Within infant nutrition, Mead Johnson operates in a structurally complex category. Birth rates in some major markets are slowing, but premiumisation and demand for speciality formulas such as Nutramigen for cows’ milk allergy support continued mix improvement. According to Reckitt’s 2025 disclosures, the US business has returned to more normalised trading following the 2024 tornado disruption.

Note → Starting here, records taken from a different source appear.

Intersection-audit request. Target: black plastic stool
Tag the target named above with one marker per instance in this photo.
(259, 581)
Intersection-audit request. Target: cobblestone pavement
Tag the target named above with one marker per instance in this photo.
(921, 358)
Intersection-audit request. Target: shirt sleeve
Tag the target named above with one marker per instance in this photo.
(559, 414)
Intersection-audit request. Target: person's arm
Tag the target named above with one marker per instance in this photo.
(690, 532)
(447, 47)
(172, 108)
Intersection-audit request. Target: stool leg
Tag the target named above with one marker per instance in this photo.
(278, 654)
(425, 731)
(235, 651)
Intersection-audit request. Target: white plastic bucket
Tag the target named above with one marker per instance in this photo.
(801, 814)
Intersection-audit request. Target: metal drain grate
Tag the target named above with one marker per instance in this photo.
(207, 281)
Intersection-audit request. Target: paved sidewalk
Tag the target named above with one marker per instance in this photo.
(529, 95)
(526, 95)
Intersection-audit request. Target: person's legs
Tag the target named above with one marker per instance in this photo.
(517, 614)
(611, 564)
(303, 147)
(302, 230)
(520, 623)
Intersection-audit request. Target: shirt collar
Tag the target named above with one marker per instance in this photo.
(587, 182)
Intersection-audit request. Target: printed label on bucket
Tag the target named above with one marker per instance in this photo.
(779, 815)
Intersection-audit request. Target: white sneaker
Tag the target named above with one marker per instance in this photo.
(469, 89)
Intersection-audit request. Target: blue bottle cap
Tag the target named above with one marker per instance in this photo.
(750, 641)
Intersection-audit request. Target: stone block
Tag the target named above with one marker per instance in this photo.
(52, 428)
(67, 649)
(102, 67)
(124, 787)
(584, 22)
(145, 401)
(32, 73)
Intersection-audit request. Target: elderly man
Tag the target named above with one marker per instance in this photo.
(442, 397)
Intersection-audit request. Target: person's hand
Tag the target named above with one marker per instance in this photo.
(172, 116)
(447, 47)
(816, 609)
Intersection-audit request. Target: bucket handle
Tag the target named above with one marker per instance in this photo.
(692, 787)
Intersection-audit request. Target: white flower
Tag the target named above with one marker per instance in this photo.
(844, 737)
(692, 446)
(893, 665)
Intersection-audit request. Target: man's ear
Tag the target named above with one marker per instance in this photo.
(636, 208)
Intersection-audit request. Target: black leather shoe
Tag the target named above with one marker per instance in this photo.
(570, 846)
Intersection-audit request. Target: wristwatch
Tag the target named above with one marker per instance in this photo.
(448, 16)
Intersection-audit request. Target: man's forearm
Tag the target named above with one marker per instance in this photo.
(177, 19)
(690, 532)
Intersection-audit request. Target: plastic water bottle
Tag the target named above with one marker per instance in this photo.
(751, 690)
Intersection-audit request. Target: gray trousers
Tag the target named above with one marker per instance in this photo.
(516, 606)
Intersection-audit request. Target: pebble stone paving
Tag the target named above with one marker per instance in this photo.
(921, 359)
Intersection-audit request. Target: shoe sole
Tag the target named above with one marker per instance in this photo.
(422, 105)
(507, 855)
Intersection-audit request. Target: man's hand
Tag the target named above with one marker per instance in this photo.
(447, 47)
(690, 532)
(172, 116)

Competitive intensity, retailer power and the rise of private label remain ongoing pressures across consumer health and hygiene. Innovation pipelines, Marketing investment and Supply chain resilience are key competitive battlegrounds. Currency movements, regulatory changes in markets like China and shifting consumer behaviour also affect the outlook.
Risks to watch
Litigation and Regulatory Risk associated with Mead Johnson’s US infant formula business has been a recurring feature of the Reckitt story. While the company has worked through significant phases of this issue, ongoing or new claims could continue to affect sentiment. Investors are watching how the legal landscape evolves and how it interacts with broader US product Liability trends.
Other risks include the execution of the Powerbrands strategy, the performance of retained brands in OTC health and hygiene, currency translation effects on a multinational business, and competitive pressures from large multinationals and local challengers. According to the company, FY 2025 results were ahead of guidance, but consumer markets remain volatile and softer demand conditions in some categories could affect future growth.
Capital allocation is another area to watch. Following the Essential Home sale and the planned special dividend, investors are looking at how Reckitt allocates remaining capital between organic investment, ongoing Buybacks, the ordinary dividend, deleveraging and any potential portfolio moves involving Mead Johnson. As always, future outcomes are uncertain.